I stepped back and looked to see if anyone had heard but it seemed everyone else was distracted.
Then he collapsed into dust: muscle, skin, bone, everything went to grey grains.
We pulled off our helmets to breathe unfiltered air, but none of the others would look at me.
I stared at Pollixa’s headless corpse. She had been one of the Helots under my command at the Scholarium.
“I’m sorry.” Alsig said in a small voice.

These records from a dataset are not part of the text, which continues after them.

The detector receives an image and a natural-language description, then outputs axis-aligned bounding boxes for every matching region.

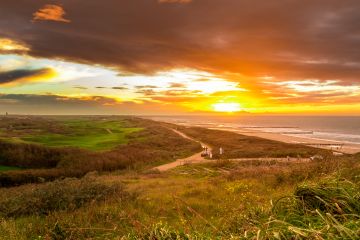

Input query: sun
[212,103,241,113]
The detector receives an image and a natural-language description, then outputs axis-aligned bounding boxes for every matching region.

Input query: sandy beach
[147,117,360,154]
[207,126,360,154]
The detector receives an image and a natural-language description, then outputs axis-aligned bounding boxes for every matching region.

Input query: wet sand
[207,126,360,154]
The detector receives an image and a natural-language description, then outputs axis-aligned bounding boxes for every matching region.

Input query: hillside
[0,117,360,240]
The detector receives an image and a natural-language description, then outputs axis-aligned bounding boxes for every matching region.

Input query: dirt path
[154,129,310,172]
[154,129,213,172]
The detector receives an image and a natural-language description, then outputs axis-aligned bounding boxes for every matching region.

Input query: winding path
[154,129,213,172]
[153,129,310,172]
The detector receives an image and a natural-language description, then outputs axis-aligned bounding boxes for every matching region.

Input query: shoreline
[208,124,360,154]
[146,118,360,154]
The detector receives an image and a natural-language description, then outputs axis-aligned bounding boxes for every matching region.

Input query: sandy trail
[153,129,310,172]
[154,129,213,172]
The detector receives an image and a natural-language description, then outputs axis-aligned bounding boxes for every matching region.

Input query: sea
[146,115,360,144]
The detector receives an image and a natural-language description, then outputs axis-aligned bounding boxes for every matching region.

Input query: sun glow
[212,103,241,113]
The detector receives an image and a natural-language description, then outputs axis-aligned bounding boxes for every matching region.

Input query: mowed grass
[21,119,142,151]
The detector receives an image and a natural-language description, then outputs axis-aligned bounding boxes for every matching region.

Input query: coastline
[148,116,360,154]
[208,124,360,154]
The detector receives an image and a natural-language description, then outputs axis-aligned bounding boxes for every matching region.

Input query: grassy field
[0,157,360,240]
[2,118,143,151]
[0,118,360,240]
[176,125,331,159]
[0,116,201,187]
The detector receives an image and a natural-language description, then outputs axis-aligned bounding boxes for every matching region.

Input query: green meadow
[0,116,360,240]
[1,119,142,151]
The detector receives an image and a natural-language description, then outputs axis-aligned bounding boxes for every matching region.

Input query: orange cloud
[33,4,71,23]
[0,38,30,53]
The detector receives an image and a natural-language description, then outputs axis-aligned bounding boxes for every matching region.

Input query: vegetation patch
[178,127,331,159]
[0,174,125,217]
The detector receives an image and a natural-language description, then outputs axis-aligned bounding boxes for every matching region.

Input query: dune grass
[0,159,360,240]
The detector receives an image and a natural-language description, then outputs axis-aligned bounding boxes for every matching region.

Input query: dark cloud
[0,0,360,84]
[135,85,158,89]
[111,87,129,90]
[169,83,186,88]
[74,86,88,90]
[0,68,53,85]
[33,4,71,23]
[0,94,186,115]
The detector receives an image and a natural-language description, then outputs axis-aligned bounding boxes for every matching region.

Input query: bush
[254,178,360,239]
[0,177,126,217]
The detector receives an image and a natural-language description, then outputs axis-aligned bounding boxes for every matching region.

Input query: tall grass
[0,174,126,218]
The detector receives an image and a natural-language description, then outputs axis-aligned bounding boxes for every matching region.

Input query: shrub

I didn’t know what to say, both to her and to the others. What I had understood was that there was a simulation of a human mind running on the chip in my brain, and it sure seemed like she was a full person, not just recorded lines running on a script. I had felt what she felt at least. Was that worth a human life though? A Bronze Imperator’s life? The others on my team certainly did not think so. I didn’t know that Pollixa was going to die, had not made an intentional tradeoff between the two, but I was still responsible for her death.
…
Days had passed after our debrief and the events of the mission, but the others refused to talk to me. All except one.
Quartias Fulvion.
It was a cold comfort that the person I strongly suspected had some kind of personality disorder was the only one willing to associate with me, but I found that it was better than being alone.